Thanks Jeff... about to head on out there now and enjoy a few hours... c'mon down!


----------



## JBrax

I wish but enjoy your time in the room.


----------



## willis7469

Looks great sonnie! Someday, I'll have a rig like that! Enjoy, and happy thanksgiving.


----------



## B- one

Looks great! How do you plan to mount the Prime satellites?


----------



## Sonnie

Happy Thanksgiving to you guys too!

I plan to use the Paradigm MB-60 ... low profile... to mount the Prime Satellites. They are ordered and on their way to me now.


----------



## B- one

Those look like great mounts!


----------



## Dwight Angus

The room looks amazing Sonnie. Cheers!


----------



## AudiocRaver

My, you have been busy, Sonnie. Cannot wait to hear the new sound.


----------



## Tonto

Happy Thanksgiving Sonnie, the room looks great & I can only imagine how it must sound! I really like the way the back of the room looks now. It draws much better attention to itself now. Will it be 7.2.4? Just seeing the surrounds almost in the corner.

From what I'm hearing, Atomos is doing a nice job with surround sound with non-Atmos tracks. You'll have to give us another opinion. Hope you have a Merry Christmas & Happy New Year as well.


----------



## Sonnie

Thanks again guys. 

Yeah, Tonto... while I said I am in no big hurry to get the Prime Satellites, I am indeed anxious to hear the Atmos setup on non Atmos encoded tracks. I have read the same thing... that it improves on the sound.

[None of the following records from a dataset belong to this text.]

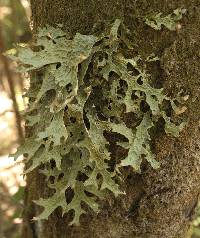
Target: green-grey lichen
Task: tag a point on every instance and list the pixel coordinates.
(169, 21)
(80, 90)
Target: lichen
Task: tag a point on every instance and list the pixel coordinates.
(86, 85)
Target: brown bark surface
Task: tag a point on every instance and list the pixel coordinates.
(159, 203)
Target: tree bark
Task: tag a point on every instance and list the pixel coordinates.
(159, 203)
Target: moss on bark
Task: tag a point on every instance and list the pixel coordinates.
(159, 203)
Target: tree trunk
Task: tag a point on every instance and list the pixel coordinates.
(162, 202)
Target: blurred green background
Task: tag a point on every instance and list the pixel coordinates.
(15, 27)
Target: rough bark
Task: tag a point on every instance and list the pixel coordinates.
(162, 201)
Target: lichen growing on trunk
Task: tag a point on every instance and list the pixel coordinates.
(171, 190)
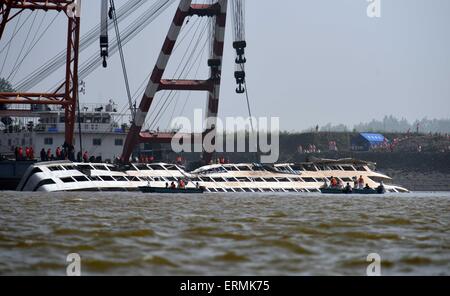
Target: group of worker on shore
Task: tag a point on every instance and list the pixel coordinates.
(358, 183)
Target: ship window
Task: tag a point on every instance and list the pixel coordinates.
(295, 179)
(244, 168)
(258, 168)
(231, 179)
(67, 180)
(156, 167)
(283, 179)
(270, 179)
(321, 167)
(172, 168)
(81, 178)
(308, 179)
(360, 168)
(347, 168)
(310, 167)
(48, 141)
(232, 168)
(107, 178)
(243, 179)
(113, 168)
(297, 167)
(142, 167)
(84, 167)
(100, 167)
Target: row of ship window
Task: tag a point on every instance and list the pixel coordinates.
(50, 181)
(196, 179)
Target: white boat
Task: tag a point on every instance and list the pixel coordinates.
(244, 177)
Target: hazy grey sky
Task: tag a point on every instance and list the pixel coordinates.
(309, 61)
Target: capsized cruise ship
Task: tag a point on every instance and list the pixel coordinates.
(244, 177)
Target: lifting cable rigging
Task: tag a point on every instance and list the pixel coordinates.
(23, 47)
(167, 100)
(86, 40)
(239, 43)
(8, 45)
(127, 34)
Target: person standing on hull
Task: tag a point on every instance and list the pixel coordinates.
(361, 182)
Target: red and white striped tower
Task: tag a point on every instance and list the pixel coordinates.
(156, 83)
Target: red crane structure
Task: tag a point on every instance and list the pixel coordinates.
(66, 94)
(211, 85)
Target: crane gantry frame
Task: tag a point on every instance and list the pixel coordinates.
(67, 93)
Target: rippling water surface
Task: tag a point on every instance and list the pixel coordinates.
(243, 234)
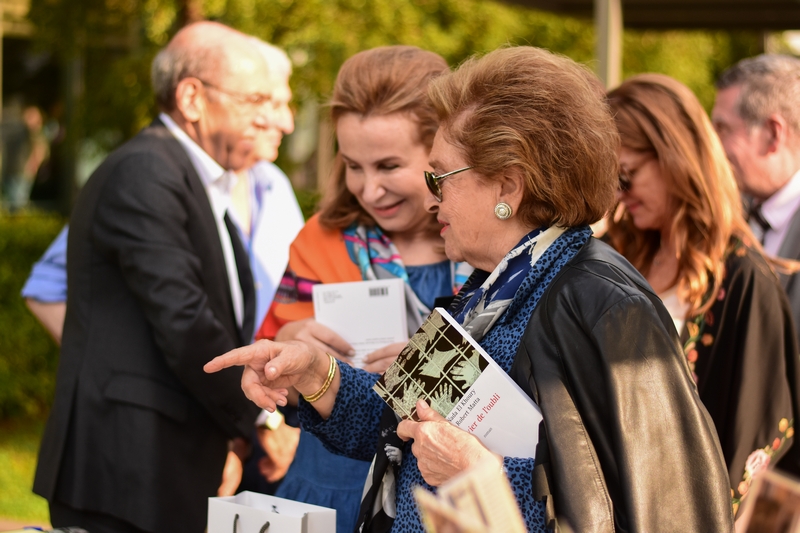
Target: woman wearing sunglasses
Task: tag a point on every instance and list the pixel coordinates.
(524, 159)
(681, 224)
(372, 224)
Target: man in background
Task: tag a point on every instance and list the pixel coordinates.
(757, 117)
(159, 283)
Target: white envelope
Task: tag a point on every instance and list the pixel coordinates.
(250, 512)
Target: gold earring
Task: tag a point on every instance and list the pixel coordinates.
(502, 211)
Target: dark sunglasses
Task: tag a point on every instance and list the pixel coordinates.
(624, 180)
(434, 182)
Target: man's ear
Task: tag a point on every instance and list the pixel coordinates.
(776, 132)
(189, 99)
(512, 187)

I think I am going to leave it at 5.2.4 for now, since going to 7.2.4 would require moving the surrounds further up the wall. Having Atmos should be me enough added effects without going from 5 to 7 and adding rears. But who knows what I may do... I am always up to something. :bigsmile:


----------



## Tonto

I have not read much about the Primes. What I have read has been good. Are they rear ported? Do you know the specs on dispersion? Not much to choose from yet from the main speaker manufactures as far as Atmos "on ceiling" speakers. Timber matching should be a paramount concern with how the sound pans across the room...to my thinking anyway. I would think the first company to produce true, on-ceiling, for Atmos speakers will have the jump on everybody else. I'm personally thinking a small, rectangule MTM design would be most appealing.


----------



## Sonnie

Yes... they are rear ported, but that will have basically no effect with the crossover at 80Hz. No dispersion specs... just what we have on the site under Tech Specs. With the mounts I am using, these will be very close to "on-ceiling" and I can angle them in slightly.


----------



## Tonto

Yeah, most can be plugged as well, so still not such a big deal. Looking forward to hearing your impressions. My attic crawl space is tiny by the time I get over there...will have to improvise to get my speaker wire pulled.


----------



## Talley

Good looking room. 

Why so much absorption and no diffusion?


----------



## Sonnie

The rear corner trap have scatter plates for diffusion... as well as I have a couple of diffusion panels up front. I just don't think diffusion is needed as much as reducing the worst reflections.


----------



## Peter Loeser

I think you'll be very pleased with 5.2.4. The height channels will be a much more noticeable change than rear surrounds IMO.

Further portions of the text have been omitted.